Mirrorless, the Minivan of Cameras

Once upon a time, every man in the kingdom had a closet full of cameras. At the bottom of the closet was a rangefinder, and stacked on top of that were SLRs and lenses, older DSLRs and lenses, and even a few compact cameras. The men's current cameras, the huge Megapixel-slaying DSLR wouldn't even fit in the closet, but that was okay because it was usually hung around their necks, or at least in a giant bag on their backs. 

You would think that this would have brought joy to the Camera Makers, as their male customer was devoted and pretty much bought every new version they made. But the Camera Makers weren't happy. Once every man had his camera, updates didn't grow their sales, they just keep them level. So the Camera Makers looked around and noticed that women didn't seem to have many cameras. If they did, they were small and fit in their purses.

Thus, the Camera Makers set out to increase their sales by selling something new to these women. The new cameras had to be better in some way than the compact cameras already stuffed in some of those purses, but not too big to stuff in a purse. And thus mirrorless was born. The era of white, red, and pink cameras began, with every Camera Maker eventually offering their interpretation of fashionably small cameras. 

But the men were jealous, and had tired necks and backs. "Why can't we enjoy these smaller, competent cameras?" they asked. And so the Camera Makers also made black and sometimes sliver versions. A few ambitious Camera Makers even went so far as to make models that were for all intents and purposes smaller versions of their bigger cameras. And so great joy descended upon the kingdom.

Until one day the men read that they were buying women's cameras, which was decidedly unmanly and lowered their self-imposed macho scores considerably. So some men rebelled and bought cameras with more. More pixels, more sensor, more options, more video, more…well, they wanted everything and the Camera Makers began obliging with Beasts of DSLRs. 

In the end, though, the necks and backs stayed tired. As the men grew older, they demanded "more in less." And so the men began looking more seriously at the smaller mirrorless cameras their women favored. And the Camera Makers eventually realized that men wanted smaller and lighter offerings, too, and obliged with manly mirrorless cameras. 
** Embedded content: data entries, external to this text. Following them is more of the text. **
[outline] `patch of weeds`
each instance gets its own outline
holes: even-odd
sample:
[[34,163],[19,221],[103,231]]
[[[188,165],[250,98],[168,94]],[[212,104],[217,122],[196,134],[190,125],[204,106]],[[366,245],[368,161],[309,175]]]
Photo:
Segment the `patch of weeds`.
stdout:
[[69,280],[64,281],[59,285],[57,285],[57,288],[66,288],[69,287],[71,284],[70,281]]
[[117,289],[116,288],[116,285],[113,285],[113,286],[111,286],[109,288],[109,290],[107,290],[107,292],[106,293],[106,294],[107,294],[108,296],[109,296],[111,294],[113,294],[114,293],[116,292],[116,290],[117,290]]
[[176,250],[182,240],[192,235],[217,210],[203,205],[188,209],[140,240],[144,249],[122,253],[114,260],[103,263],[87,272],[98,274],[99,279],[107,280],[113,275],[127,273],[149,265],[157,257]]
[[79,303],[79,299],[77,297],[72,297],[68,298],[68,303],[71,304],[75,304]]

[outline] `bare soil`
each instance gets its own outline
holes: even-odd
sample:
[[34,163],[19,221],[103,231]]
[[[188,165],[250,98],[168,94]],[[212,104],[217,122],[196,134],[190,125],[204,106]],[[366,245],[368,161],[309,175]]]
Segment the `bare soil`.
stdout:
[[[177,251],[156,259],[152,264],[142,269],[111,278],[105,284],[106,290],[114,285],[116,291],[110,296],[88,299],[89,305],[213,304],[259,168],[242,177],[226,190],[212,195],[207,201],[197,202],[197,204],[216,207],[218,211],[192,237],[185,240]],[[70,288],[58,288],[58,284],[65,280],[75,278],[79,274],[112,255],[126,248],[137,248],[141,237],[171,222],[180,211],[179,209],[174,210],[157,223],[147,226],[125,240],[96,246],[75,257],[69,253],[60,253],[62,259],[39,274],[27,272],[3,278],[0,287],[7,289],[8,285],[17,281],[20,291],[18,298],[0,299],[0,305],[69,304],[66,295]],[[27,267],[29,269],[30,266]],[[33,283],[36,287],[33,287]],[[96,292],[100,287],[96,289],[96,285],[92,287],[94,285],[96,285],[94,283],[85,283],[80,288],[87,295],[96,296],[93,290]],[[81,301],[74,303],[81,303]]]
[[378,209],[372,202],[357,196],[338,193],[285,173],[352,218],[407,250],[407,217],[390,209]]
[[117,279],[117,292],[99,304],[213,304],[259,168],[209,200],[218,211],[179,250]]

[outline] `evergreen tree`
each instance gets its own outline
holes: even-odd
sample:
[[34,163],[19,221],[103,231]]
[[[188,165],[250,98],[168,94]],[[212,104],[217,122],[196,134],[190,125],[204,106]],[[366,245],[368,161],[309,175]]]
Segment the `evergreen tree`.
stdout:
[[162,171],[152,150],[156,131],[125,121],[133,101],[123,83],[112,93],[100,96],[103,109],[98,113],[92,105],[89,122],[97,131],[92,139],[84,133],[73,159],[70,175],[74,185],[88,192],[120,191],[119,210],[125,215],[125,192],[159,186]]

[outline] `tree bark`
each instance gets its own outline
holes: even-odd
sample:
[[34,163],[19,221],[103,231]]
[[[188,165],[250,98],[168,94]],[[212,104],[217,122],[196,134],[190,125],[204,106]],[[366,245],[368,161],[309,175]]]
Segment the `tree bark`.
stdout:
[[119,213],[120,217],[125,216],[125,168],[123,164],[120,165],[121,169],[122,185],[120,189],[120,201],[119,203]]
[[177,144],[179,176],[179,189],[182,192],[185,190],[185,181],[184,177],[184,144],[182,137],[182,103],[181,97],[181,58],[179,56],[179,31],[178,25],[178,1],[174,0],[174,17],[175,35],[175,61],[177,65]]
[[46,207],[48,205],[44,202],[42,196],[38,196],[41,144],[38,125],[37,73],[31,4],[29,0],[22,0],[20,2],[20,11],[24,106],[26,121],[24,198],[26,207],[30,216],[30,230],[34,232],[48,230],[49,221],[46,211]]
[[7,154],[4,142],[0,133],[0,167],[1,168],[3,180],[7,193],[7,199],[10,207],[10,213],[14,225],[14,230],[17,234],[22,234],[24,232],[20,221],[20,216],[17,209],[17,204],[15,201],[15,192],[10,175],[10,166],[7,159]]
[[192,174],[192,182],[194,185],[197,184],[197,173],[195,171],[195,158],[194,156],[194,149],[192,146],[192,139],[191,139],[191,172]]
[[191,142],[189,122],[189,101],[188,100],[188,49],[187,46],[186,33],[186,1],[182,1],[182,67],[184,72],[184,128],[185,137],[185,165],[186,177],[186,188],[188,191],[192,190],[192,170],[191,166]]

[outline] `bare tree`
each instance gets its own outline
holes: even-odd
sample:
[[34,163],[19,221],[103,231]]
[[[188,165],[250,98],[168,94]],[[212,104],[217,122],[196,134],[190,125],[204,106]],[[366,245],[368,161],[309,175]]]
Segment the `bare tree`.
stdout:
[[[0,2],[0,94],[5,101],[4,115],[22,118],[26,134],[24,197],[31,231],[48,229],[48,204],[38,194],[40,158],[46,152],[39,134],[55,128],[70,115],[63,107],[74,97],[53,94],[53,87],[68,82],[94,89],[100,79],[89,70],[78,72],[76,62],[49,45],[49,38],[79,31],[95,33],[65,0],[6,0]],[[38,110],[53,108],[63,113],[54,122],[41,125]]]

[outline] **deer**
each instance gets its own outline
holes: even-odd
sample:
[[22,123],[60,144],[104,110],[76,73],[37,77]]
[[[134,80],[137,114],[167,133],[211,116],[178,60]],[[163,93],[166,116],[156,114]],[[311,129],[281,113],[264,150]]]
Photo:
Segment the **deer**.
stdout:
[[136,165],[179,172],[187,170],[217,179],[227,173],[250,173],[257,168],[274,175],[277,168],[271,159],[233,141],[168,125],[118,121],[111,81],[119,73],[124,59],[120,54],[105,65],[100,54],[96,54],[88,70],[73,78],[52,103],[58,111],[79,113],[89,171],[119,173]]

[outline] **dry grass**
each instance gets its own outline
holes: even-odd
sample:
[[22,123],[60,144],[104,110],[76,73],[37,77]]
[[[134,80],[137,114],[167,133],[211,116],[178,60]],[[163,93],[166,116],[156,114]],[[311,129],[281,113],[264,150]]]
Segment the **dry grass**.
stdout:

So everyone lived happily ever after.

Or not. 

Not all fairy tales have happy endings, and not all such stories can stand alone, except perhaps as allegory. For even as the men, women, and Camera Makers were rejoicing about finding their happy mediums, their lurked another danger at the edge of the kingdom, the Workflow Dragon. No one had slain this beast, and as it networked with other Dragons and formed what looked to be unbreakable social bonds, the cameras and the Camera Makers had no answer, thus the men and women of the kingdom were slain. Unless, of course, they had a smartphone.